As to the first element, Jozwiak plausibly establishes the Defendants' relationship to the pain pump at issue by alleging that "[e]ach of the [Defendants] designed, manufactured, marketed, distributed, sold, or promoted the pain pump" that was installed during her surgery. (Doc. No. 28 ¶ 15.) Jozwiak sufficiently pleads the second element, that the pain pump had a design defect, by alleging that the pain pump "was designed to continuously deliver large doses of anesthetic pain medication, over long durations," directly to her joints and that the Defendants knew or should have known that anesthetic pain mediation is toxic to cartilage. (Id. ¶¶ 22, 43.) Jozwiak plausibly establishes the third element, proximate causation, by alleging that the one of Defendants' defective pain pumps was filled with anesthetic pursuant to Defendants' instructions for use and installed in Plaintiff's shoulder, which resulted in gleno-humeral chondrolysis. (Id. ¶¶ 17-19, 44.) Finally, Jozwiak sufficiently pleads that the defect existed both at the time of the accident and at the time the product was within the possession of the manufacturer by alleging that pain pump was installed in her shoulder "without substantial change affecting its condition from the time it left the Defendant's possession." (Id. ¶ 27.) Accordingly, Plaintiff states a strict liability claim against Defendants in Count II for a defective design upon which relief can be granted. 2. Failure to Warn To establish strict liability for failure to warn, a plaintiff must prove that: (1) defendant is a manufacturer or distributor of the product at issue; (2) defendant did not adequately warn of a particular risk that was known or knowable in light of the generally recognized and prevailing best scientific and medical knowledge available at the time of the manufacture and distribution; and (3) the existence of the proximate causal connection between the failure to warn and the plaintiff's
injuries or damages. West, 336 So. 2d at 87; Ferayorni v. Hyundai Motor Company, 711 So. 2d 1167, 1172 (Fla. 4th DCA 1998).

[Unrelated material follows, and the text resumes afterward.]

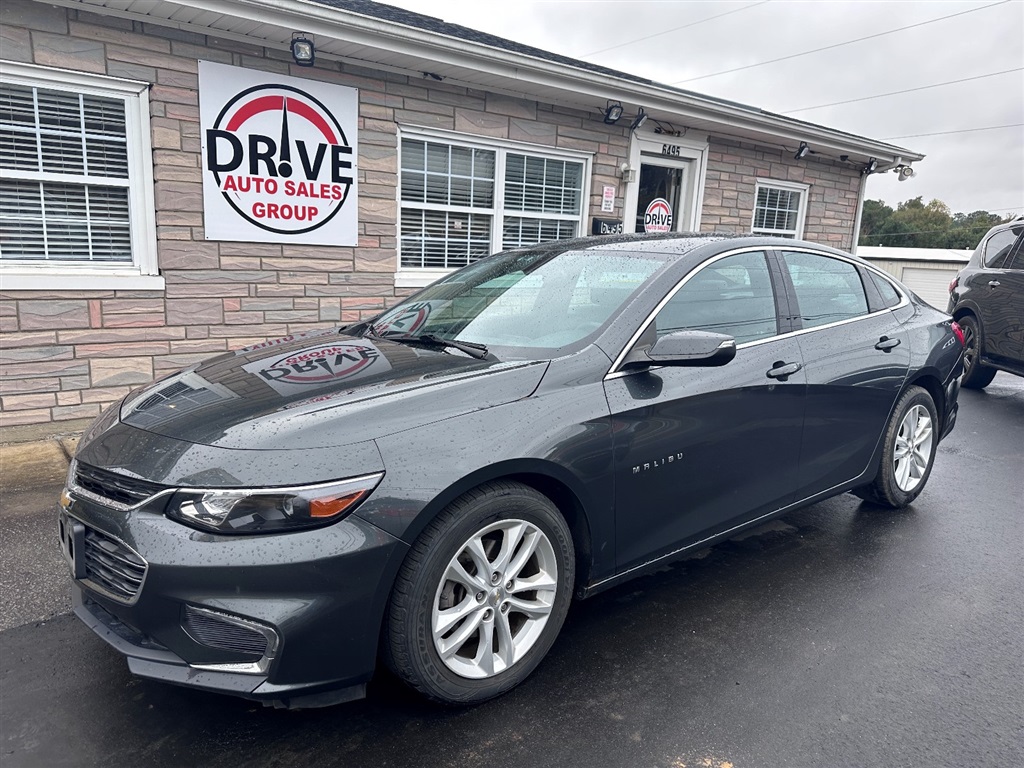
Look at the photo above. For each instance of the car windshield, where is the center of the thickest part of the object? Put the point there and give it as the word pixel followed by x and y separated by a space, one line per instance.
pixel 535 300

As to the first element, Jozwiak sufficiently pleads that the Defendants manufactured or distributed the pain pump at issue by alleging that "[e]ach of the [Defendants] designed, manufactured, marketed, distributed, sold, or promoted the pain pump" that was installed during her surgery. (Doc. No. 28 ¶ 15.) Jozwiak's plausibly establishes the second element, a failure to warn of a known or knowable risk, by alleging that Defendants placed no warning on the pain pump knowing that the continuous delivery of large doses of pain medication into a shoulder joint by the pain pump was toxic to cartilage and by alleging that Defendants sought and were denied FDA approval for such use of pain pumps in orthopedic surgery. (Id. ¶¶ 21-23, 47.) Finally, Jozwiak sufficiently pleads that the failure to warn proximately caused her injuries by alleging that the intended use of Defendants' pain pump during her surgery resulted in gleno-humeral chondrolysis, that Jozwiak's doctor would have explained to her any warnings placed on the pain pump, and the pain pump would not have been installed in Jozwiak's shoulder had she been warned. (Id. ¶¶ 4750.) Accordingly, Jozwiak has properly stated a strict liability claim for failure to warn against Defendants in Count III. Conclusion Based on the foregoing, it is ORDERED and ADJUDGED that: 1. The Motion for Leave to File a Reply Memorandum to Plaintiff's Response to Defendants' Motion to Dismiss by Defendants Stryker Corporation and Stryker Sales Corporation (Doc. No. 37) is DENIED.
The Motion for Extension of Time to Serve Response to Defendant's Motion to Dismiss by Plaintiff Ashley L. Jozwiak (Doc. No. 34) is GRANTED.
The Motion to Dismiss Plaintiff's Amended Complaint by Defendants McKinley Medical, LLC, Moog, Inc., and Curlin Medical, Inc. (Doc. No. 32) and the Motion to Dismiss Plaintiff's Amended Complaint by Defendants Stryker Corporation and Stryker Sales Corporation (Doc. No. 33) are DENIED.
DONE and ORDERED in Chambers in Orlando, Florida on February 26, 2010.